この名刺のデザインから逆算して会社のロゴをつくったので、ロゴがそのまま名刺になった感じに。ロゴの縦横比率は、通常の名刺サイズ(91×55mm)にちょうど5本入るようになっていて、きれいに裁断できれば1枚から5本の名刺が収穫できる。

そう、「きれいに裁断できれば」の話である。

というのも今回、一枚一枚に心をこめて、自分で切ることにしたのだ。(裁断してくれるサービスがあることを知らなかった)

大変遺憾なことに、わたしは小学校の家庭科の授業にて「みなさん、こんな不器用な人とは結婚しないほうがいいですよ!」と、夢広がる将来に目を輝かせるはずの教室で、担任の先生から公開処刑されてしまったほどの手先の持ち主なのである。

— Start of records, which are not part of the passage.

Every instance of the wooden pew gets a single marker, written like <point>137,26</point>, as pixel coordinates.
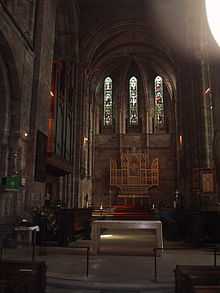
<point>22,276</point>
<point>187,277</point>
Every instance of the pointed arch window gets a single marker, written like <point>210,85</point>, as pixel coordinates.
<point>108,102</point>
<point>133,101</point>
<point>159,118</point>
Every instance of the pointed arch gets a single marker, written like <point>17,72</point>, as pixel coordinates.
<point>159,117</point>
<point>108,102</point>
<point>133,101</point>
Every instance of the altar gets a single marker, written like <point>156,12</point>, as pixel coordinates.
<point>99,225</point>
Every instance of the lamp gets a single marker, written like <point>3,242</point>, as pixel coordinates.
<point>212,12</point>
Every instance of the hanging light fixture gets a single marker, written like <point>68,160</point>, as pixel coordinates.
<point>212,12</point>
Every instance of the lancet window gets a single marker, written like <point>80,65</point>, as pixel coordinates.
<point>159,103</point>
<point>108,102</point>
<point>133,101</point>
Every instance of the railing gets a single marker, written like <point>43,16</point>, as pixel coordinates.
<point>214,249</point>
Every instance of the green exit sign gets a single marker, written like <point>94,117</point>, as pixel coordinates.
<point>11,183</point>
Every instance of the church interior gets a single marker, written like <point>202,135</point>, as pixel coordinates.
<point>109,138</point>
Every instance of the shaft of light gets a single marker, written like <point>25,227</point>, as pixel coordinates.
<point>213,16</point>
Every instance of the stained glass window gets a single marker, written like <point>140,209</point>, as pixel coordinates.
<point>159,103</point>
<point>133,101</point>
<point>108,115</point>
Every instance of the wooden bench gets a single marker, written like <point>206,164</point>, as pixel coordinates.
<point>206,289</point>
<point>187,277</point>
<point>22,276</point>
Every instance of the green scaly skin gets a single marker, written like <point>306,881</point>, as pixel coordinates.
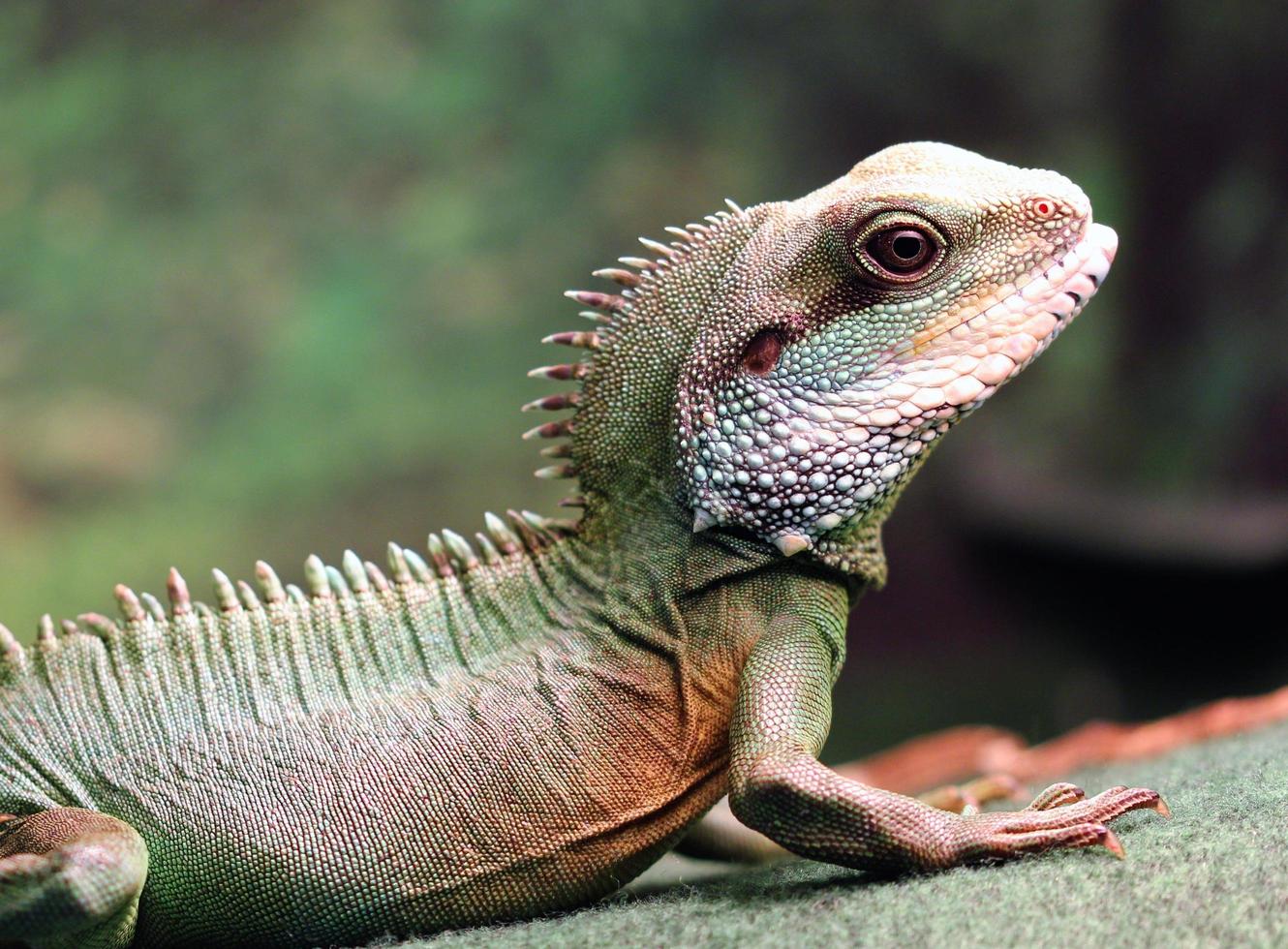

教えられたとおりに手や指を動かせるなんてことは一度もなく、

あの温厚で有名な先生の図太い堪忍袋の緒でさえ見事に断裂させてしまったわたしの本気が、

こちらである。

その後も切りつづけるものの、なんだかどうも、うーん。

うーん。

ぐしゃぐしゃぐしゃ。(積みあがっていく名死たち)

なんだか、ぜんぶ、曲がっているような気がしてきた。

ただ、このまま自分の名刺を延々と切りつづけて人生を終えてしまうわけにもいかない。「いびつな形も手づくりの味!」と自分のマインドを都合よくコントロールして、一気に切っていくことにすると、

40枚、つまり200本分をなんとか切りおえることができた。(ここまで4時間)

そこから、先生に今度は屋上から突きおとされかねないレベルのものだけを粛々と取りのぞき、

ついに完成。

名刺の文字のレイアウトを担当してくれたデザイナーが「あ、そもそも白い紙じゃなくて黒い紙に印刷したほうがよかったんじゃないですか。切断面も黒くて棒っぽくなるから」と言ったが、わたしの耳にはひとことも届きはしなかった。(次回分から検討します)

さっそく、まだ見ぬ楽しい人たちと出会って、どんどん配っていこう。そうすれば、わたしの致命的な不器用さで散っていった名刺たちも、きっと喜んでくれるだろう。